Sen. Lindsey Graham (R-S.C.).
Sen. Lindsey Graham (R-S.C.) predicted Sunday that Congress will pass an extension of the payroll tax holiday before the month is out, but that neither the Democrat-favored “millionaire surtax” nor a GOP-backed provision on the Keystone XL oil sands pipeline will be included in the final deal.
“At the end of the day, the payroll tax (holiday) will get extended as it is now,” Graham said on NBC’s “Meet the Press.” “It won’t get expanded; it’ll get extended, and we’ll find a way to pay for it in a bipartisan fashion. This idea of taxing one group to pay for a tax cut for another is not going to sell. The pipeline’s probably not going to sell.
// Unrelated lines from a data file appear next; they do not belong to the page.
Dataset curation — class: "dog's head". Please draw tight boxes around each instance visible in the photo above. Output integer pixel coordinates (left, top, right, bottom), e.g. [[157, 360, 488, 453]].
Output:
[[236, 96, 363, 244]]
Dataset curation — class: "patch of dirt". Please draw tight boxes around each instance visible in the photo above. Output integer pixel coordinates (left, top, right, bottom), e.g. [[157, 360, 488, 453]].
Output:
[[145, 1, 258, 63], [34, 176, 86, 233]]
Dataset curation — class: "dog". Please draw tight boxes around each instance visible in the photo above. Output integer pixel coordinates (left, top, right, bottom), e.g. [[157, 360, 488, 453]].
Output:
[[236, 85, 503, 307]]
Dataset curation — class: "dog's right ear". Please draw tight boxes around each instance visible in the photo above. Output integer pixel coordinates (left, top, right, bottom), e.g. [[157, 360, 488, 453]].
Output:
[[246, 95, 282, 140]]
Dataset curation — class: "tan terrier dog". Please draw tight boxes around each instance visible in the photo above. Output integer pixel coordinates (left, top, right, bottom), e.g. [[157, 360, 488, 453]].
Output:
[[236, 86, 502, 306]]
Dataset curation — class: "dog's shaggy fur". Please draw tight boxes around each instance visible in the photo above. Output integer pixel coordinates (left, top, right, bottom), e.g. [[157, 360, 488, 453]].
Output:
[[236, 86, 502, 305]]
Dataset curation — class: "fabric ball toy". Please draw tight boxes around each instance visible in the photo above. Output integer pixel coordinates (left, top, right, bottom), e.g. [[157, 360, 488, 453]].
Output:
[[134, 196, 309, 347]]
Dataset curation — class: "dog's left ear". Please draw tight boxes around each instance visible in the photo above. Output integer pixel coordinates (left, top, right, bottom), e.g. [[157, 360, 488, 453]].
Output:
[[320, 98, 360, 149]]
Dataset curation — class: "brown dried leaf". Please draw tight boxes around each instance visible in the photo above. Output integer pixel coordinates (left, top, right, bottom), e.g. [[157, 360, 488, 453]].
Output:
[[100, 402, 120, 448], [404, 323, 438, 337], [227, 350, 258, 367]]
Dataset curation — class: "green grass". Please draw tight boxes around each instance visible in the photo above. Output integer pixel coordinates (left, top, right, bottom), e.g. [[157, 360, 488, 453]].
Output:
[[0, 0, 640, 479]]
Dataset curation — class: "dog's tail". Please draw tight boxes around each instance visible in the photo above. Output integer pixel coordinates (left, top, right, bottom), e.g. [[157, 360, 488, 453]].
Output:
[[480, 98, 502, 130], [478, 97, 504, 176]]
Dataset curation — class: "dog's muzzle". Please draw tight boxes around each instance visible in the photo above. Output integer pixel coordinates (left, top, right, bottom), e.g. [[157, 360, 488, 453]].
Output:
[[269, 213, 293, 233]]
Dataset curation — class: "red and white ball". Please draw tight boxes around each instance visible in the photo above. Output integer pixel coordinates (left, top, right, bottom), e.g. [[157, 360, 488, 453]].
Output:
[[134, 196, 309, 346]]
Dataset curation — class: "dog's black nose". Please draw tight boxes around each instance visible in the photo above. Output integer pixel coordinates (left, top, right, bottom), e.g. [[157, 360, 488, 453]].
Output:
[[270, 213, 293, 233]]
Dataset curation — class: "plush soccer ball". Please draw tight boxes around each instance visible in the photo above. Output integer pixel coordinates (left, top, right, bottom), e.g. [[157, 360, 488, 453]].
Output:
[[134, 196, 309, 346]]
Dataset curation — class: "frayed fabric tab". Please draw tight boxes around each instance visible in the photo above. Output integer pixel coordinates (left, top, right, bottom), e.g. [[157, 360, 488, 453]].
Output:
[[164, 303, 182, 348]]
And it is important that we extend the tax cut through next year, but it’s even more important that we come up with sustainable policies that will turn American around.”
Graham’s remarks came shortly after Senate Minority Leader Mitch McConnell (R-Ky.) predicted Sunday morning that the House Republican plan coupling a payroll tax cut extension with a measure aimed at speeding up a decision on the Keystone pipeline would garner “significant” support among Democrats.
Graham, who was among the 26 Senate Republicans voting against McConnell’s plan earlier this month to pay for the payroll tax holiday by extending the current pay freeze for federal workers and reducing government benefits for the wealthy, on Sunday expressed tentative support for the House GOP plan.
“I think the House’s package that does extend the payroll tax cuts has a lot of things I would support like the pipeline, the ‘doc fix’ and the Boiler MACT regulatory reform,” he said, referring to a provision to prevent a cut in reimbursements to doctors who see Medicare patients and a measure that would delay Environmental Protection Agency regulations on industrial boilers.
Senate Majority Whip Dick Durbin (D-Ill.), appearing on “Meet the Press” with Graham, called the payroll tax debate “a clear defining moment, a contrast between the parties” and said that extending the tax holiday is “the highest priority of the president and Democrats in Congress.”
“We’re talking about a payroll tax cut for almost 160 million Americans, and what it comes down to for the average Illinoisan is about $1,000 a year,” Durbin said. “If Congress fails to extend the payroll tax cut, it’s a new tax, an added tax next year for average working people.”